Niccolo Caldararo: North Korea's just another flawed nation, like the U.S.
 
...While North Korea may behave in a strange fashion at times, its political history is no less responsible toward its own citizens than the history of [South Korea], especially the recent history that was dominated in the 1960s to 1980s by dictatorial regimes that practiced torture and mass arrest. While we hear of starvation and torture in North Korea, these are far less well documented than the recent history of the South. As for the nuclear weapons issue, we should also recall that the USA has been the only country to use nuclear weapons, and we used them on civilians.  If the world is to be afraid of the use of these weapons by a renegade nation, one should look at the definition of the word in the context of the Bush Administration waging war in violation of international law and by the use of evidence it knew was tainted. We cannot expect a world of law and respect after such behavior...
 
politicjock: The rich want a medieval society, or maybe a banana republic

 
...[I]n America there are people, the 1%, who would have no qualms to return this country to the middle-ages or even earlier, more brutal forms of slavery...
 
...[M]any Americans still seem unable to accept that given the chance, the 1% will gladly turn this country into a Honduran style republic where a tiny oligarchy which controls most of the wealth uses the government and death squads as a tool to repress a population of mostly peasants. Yet, the signs of this coming reality are all around us if one only cares to look...
 
chaunceydevega: Obama inspires Confederate dreams
 
...[T]he literal white washing of the history of a traitorous Confederacy...loom[s] large in the Conservative political imagination. Those dreams are amplified and made more imminent when a black man is President of the United States, because for the populist conservative, neo-Confederate crowd, nothing could be more of an abomination...
 
...Adults who dress up in Colonial era period clothing, believe that the Constitution is divinely inspired, and take the metaphor of "a shining city on the hill" as a get out of jail pass for America's shortcomings both at home and abroad, have little use for such facts. Selection bias, Fox News, and an embrace of a fantastical view of political and social reality, protects the Tea Party GOP faithful from any experience of cognitive dissonance...
 
Jon Stafford: American exceptionalism is a stupid religion
 
...[I]t's no surprise that a broad swath of Americans believe in the myth of American exceptionalism. Who doesn't want to feel special? And let's face it, a large majority of Americans believe in the existence of a magical being who created the universe, so a MENSA meeting they ain't...
 
I imagine there are a lot of people out there who pity the poor people around the globe who lack American leadership. I bet they picture emaciated African children lying in a hut, reaching out their bony arms and gasping "America" with their dying breath. If only Obama and the Democrats would let us help these poor people!

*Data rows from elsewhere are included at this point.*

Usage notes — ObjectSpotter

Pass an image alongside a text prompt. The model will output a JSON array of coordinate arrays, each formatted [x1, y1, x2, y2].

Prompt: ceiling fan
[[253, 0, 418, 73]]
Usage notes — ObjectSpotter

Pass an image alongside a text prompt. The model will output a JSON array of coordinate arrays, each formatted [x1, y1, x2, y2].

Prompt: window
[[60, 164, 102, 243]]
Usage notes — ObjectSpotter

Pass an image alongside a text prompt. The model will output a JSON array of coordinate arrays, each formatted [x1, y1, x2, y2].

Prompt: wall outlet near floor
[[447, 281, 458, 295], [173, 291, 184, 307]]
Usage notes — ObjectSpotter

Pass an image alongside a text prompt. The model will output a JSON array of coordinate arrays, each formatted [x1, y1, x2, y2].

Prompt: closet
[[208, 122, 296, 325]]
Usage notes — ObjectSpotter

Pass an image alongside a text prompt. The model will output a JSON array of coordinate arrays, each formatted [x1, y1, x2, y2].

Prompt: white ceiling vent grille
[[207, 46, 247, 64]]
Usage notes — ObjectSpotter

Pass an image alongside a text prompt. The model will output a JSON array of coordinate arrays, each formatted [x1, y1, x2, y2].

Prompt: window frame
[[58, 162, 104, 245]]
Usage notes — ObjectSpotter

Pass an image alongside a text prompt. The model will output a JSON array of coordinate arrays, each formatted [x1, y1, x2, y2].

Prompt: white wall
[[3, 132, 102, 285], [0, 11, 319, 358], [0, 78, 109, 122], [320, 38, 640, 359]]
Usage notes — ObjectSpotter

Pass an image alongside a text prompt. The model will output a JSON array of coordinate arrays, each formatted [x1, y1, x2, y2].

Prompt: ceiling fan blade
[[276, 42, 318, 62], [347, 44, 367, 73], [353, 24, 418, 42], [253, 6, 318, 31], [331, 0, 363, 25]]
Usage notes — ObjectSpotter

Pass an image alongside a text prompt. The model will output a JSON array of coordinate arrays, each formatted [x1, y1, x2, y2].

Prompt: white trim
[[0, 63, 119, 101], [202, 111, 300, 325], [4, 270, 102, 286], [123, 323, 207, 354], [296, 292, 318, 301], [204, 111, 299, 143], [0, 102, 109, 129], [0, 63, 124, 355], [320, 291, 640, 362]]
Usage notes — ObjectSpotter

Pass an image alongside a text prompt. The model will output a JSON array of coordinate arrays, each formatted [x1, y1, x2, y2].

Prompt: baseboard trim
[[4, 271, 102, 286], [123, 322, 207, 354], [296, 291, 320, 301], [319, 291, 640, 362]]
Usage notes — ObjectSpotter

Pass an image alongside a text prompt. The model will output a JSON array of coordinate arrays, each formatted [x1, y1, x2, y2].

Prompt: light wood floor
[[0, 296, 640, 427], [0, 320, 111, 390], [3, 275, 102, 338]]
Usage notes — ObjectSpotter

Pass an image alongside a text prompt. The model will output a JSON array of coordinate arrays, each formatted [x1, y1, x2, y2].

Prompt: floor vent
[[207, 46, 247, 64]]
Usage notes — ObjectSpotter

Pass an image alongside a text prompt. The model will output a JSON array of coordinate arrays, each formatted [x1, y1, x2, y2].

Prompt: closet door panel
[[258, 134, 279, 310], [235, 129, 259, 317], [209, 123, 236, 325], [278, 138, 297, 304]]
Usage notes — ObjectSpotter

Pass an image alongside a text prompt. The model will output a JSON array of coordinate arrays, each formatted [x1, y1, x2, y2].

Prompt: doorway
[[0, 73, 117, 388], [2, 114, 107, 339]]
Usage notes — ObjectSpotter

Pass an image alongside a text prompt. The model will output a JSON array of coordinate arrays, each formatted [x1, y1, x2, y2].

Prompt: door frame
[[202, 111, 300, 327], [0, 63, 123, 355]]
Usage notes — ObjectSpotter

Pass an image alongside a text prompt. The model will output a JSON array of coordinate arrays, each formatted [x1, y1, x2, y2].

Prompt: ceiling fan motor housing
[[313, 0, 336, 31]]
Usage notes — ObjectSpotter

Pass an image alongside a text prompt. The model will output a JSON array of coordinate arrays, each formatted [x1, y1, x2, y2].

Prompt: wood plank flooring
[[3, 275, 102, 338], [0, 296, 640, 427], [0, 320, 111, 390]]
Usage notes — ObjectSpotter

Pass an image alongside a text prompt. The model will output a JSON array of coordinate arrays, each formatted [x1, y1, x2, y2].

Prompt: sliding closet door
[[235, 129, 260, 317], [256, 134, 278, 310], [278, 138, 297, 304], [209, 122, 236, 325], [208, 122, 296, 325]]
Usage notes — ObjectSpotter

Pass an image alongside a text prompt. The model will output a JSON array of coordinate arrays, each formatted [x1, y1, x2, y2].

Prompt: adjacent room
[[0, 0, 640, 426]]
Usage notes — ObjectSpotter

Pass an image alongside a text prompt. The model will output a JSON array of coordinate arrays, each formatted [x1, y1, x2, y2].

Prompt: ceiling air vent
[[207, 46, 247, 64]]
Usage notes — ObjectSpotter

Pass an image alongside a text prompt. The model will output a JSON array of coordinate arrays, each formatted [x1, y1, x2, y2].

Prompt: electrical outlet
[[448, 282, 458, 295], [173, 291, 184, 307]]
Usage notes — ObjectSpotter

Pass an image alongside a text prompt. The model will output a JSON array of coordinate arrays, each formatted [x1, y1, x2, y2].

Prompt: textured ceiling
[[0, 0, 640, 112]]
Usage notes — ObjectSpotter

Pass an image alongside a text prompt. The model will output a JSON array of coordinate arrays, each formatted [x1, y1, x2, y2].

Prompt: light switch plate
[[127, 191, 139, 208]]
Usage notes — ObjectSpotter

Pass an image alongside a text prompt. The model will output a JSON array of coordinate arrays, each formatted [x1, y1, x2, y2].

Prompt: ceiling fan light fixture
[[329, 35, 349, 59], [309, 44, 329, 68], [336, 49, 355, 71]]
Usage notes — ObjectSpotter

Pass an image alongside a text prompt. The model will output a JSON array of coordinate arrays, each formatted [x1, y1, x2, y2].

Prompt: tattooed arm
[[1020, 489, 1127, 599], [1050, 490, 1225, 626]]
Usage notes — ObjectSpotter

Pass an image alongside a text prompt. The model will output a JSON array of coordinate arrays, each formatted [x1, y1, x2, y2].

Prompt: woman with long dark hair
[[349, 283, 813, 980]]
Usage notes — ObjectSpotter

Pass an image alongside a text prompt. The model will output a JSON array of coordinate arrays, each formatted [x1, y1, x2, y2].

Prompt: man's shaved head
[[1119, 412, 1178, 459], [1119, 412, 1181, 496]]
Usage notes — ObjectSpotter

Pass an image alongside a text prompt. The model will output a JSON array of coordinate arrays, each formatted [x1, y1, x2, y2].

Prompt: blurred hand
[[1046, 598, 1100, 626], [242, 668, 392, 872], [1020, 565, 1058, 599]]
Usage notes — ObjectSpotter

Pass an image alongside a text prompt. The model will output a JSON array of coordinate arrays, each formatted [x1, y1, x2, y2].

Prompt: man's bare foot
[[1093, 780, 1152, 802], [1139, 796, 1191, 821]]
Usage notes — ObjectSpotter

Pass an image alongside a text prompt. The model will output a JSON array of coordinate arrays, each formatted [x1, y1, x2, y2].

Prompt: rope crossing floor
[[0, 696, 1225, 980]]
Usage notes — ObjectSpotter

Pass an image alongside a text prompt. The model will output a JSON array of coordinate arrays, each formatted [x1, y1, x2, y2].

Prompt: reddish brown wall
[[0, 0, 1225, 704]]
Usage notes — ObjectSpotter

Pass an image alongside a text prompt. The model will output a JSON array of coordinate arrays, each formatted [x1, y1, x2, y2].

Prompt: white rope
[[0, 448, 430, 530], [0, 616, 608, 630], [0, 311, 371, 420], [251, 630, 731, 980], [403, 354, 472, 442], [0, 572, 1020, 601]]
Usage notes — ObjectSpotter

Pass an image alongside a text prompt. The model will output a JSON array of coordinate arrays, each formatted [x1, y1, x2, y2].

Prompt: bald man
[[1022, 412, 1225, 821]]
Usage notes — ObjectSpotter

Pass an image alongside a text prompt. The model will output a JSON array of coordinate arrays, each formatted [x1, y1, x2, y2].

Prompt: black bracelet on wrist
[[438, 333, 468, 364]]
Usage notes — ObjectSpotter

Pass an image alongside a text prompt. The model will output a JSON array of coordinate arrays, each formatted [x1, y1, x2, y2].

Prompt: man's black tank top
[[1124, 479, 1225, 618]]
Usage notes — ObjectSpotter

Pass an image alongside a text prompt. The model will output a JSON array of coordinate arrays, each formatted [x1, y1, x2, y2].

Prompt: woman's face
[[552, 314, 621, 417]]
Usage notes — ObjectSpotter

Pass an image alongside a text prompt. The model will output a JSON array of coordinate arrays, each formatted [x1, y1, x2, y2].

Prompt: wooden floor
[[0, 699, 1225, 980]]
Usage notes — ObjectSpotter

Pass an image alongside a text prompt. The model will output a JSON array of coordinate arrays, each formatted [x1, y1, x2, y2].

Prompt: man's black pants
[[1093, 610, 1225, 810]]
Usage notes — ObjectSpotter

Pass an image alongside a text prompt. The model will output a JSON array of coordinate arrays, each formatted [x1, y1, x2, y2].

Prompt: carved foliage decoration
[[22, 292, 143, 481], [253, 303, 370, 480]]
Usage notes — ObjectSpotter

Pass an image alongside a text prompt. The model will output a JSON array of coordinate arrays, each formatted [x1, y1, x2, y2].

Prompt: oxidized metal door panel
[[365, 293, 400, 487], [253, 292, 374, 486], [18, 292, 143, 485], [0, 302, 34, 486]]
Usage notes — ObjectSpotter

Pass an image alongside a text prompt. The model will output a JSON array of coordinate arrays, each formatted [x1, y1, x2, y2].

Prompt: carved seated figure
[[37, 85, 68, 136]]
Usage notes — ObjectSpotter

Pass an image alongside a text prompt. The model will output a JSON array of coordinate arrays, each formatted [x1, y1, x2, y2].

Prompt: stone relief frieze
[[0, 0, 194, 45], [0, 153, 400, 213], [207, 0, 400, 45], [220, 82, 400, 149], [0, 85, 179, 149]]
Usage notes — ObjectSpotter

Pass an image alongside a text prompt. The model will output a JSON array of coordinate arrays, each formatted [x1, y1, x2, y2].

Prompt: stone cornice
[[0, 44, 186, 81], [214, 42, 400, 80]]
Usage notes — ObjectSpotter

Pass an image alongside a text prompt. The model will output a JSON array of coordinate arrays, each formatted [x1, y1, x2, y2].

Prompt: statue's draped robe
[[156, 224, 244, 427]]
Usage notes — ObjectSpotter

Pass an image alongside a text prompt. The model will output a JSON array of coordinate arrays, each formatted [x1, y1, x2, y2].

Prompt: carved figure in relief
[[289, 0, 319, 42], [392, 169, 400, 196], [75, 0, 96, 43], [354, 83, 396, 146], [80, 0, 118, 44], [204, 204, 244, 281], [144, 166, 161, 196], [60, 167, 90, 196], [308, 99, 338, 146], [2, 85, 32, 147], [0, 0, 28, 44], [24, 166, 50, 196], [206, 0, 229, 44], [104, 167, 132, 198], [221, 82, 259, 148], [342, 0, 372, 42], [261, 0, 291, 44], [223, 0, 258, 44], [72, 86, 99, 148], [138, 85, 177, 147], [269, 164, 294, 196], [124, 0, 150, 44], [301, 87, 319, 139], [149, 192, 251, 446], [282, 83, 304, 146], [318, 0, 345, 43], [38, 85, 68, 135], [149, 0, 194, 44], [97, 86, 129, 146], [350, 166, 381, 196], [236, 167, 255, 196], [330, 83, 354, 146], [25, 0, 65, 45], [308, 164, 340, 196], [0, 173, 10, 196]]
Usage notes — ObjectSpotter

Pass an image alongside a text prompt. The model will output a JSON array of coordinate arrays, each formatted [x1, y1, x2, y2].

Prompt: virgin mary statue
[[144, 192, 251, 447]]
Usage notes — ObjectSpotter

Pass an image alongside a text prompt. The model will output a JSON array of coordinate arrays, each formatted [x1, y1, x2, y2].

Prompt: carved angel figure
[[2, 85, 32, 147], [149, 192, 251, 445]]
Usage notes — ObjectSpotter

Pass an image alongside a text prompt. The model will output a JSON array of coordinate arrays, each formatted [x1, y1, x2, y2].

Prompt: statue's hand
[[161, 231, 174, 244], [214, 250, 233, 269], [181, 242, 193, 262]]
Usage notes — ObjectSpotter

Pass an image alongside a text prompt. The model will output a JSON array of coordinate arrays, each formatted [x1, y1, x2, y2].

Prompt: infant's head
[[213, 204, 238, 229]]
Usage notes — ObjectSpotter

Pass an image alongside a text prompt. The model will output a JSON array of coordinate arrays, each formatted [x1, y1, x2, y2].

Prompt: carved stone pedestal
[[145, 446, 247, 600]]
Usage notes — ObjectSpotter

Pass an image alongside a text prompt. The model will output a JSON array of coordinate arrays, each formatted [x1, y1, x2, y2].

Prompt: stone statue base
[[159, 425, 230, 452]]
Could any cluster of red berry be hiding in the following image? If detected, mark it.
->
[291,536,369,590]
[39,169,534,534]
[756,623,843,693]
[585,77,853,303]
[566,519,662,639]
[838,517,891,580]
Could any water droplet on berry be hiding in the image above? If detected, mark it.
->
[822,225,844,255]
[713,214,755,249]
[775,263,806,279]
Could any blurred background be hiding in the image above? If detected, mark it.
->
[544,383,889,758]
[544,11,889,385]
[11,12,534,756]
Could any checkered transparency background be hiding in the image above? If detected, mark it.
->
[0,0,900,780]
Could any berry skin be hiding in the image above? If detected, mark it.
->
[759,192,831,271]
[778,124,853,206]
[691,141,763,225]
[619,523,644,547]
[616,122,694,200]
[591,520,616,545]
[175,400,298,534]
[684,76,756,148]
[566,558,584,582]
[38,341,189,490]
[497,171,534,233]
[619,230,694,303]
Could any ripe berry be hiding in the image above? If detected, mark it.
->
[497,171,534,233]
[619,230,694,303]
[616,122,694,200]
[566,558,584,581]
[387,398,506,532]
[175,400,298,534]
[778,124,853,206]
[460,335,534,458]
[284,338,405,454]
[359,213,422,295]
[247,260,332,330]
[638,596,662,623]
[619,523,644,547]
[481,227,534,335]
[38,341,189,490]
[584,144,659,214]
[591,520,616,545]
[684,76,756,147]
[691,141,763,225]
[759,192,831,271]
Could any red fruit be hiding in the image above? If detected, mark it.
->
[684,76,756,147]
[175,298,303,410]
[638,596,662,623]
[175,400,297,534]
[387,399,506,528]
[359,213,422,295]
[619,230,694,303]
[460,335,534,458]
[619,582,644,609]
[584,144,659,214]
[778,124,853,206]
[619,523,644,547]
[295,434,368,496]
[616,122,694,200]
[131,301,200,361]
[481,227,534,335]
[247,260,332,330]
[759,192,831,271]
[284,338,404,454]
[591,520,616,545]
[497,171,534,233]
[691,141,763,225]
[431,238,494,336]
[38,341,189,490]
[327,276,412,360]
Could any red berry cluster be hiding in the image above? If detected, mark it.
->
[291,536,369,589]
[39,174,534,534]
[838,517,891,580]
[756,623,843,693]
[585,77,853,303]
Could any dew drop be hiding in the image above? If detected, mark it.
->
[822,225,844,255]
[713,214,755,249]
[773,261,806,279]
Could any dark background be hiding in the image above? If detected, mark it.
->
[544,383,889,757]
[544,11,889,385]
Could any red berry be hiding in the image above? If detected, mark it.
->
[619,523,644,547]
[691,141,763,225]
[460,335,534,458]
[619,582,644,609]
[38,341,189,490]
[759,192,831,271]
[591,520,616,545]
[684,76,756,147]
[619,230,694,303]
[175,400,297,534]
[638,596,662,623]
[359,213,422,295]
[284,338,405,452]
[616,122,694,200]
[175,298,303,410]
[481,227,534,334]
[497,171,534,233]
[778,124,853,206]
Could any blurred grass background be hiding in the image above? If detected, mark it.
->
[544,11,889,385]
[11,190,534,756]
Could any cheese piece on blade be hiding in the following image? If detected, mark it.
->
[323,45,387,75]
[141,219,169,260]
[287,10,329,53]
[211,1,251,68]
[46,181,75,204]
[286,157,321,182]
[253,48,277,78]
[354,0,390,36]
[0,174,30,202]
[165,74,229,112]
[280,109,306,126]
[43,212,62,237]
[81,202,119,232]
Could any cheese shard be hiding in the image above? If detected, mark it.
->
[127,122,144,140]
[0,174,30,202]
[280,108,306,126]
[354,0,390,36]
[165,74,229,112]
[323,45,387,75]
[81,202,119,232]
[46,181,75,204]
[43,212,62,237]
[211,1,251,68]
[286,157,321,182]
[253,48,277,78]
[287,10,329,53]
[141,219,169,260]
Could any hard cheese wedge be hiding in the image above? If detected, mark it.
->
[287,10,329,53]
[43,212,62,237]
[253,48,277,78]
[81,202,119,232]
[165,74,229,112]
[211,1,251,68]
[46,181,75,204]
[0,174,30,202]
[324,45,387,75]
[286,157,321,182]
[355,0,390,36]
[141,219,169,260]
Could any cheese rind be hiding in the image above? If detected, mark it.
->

These are the people that then-candidate Obama described not incorrectly as clinging to guns and religion. Patriotism is a religion. These people believe. They believe in America's right to rule the world, and reshape it in our glorious image. These are people who do not want any immigrants to come here, yet have no problem with US forces occupying their territory there. These are the core constituency of the Republican electorate...

plf515: Hitler, Mao were Republicans in all but name

Recently, there has been lamenting that conservatives do not have their "A-team" in the race for POTUS...

But who would be the conservative A-Team?

...[T]he current meaning [of conservatism] seems to include a few variations: 1) Anti-government 2) Pro-fundamentalist Christianity (and anti all other religions) and 3) Anti-science, anti-urban, pro-"small town" value type of thing...

The anti-intellectualism, anti-urbanism, anti-rights, nativist positions are those that were most loudly professed by Hitler, Pol Pot, Mao, etc, but none of these capture the anti-government fervor.  However, they were an "a-team" in that they captured whole nations...

Extremist religious views have been common in many times, but Christians who hold these views have been less successful lately. For this A-team, we have to go back a bit in time, to the likes of Torquemada [and] Cotton Mather...For modern successful groups of this ilk, we could do no better than the leaders of Saudi Arabia, who hold with one of the most extreme forms of Islam: Wahhabism...

I am not saying that any of the current crop of Republicans are the people I list above; rather, I am saying that the people I list above are the natural exemplars of Republican attitudes, only more "successful" than the current crop of Republicans are, or, I certainly hope, ever will be.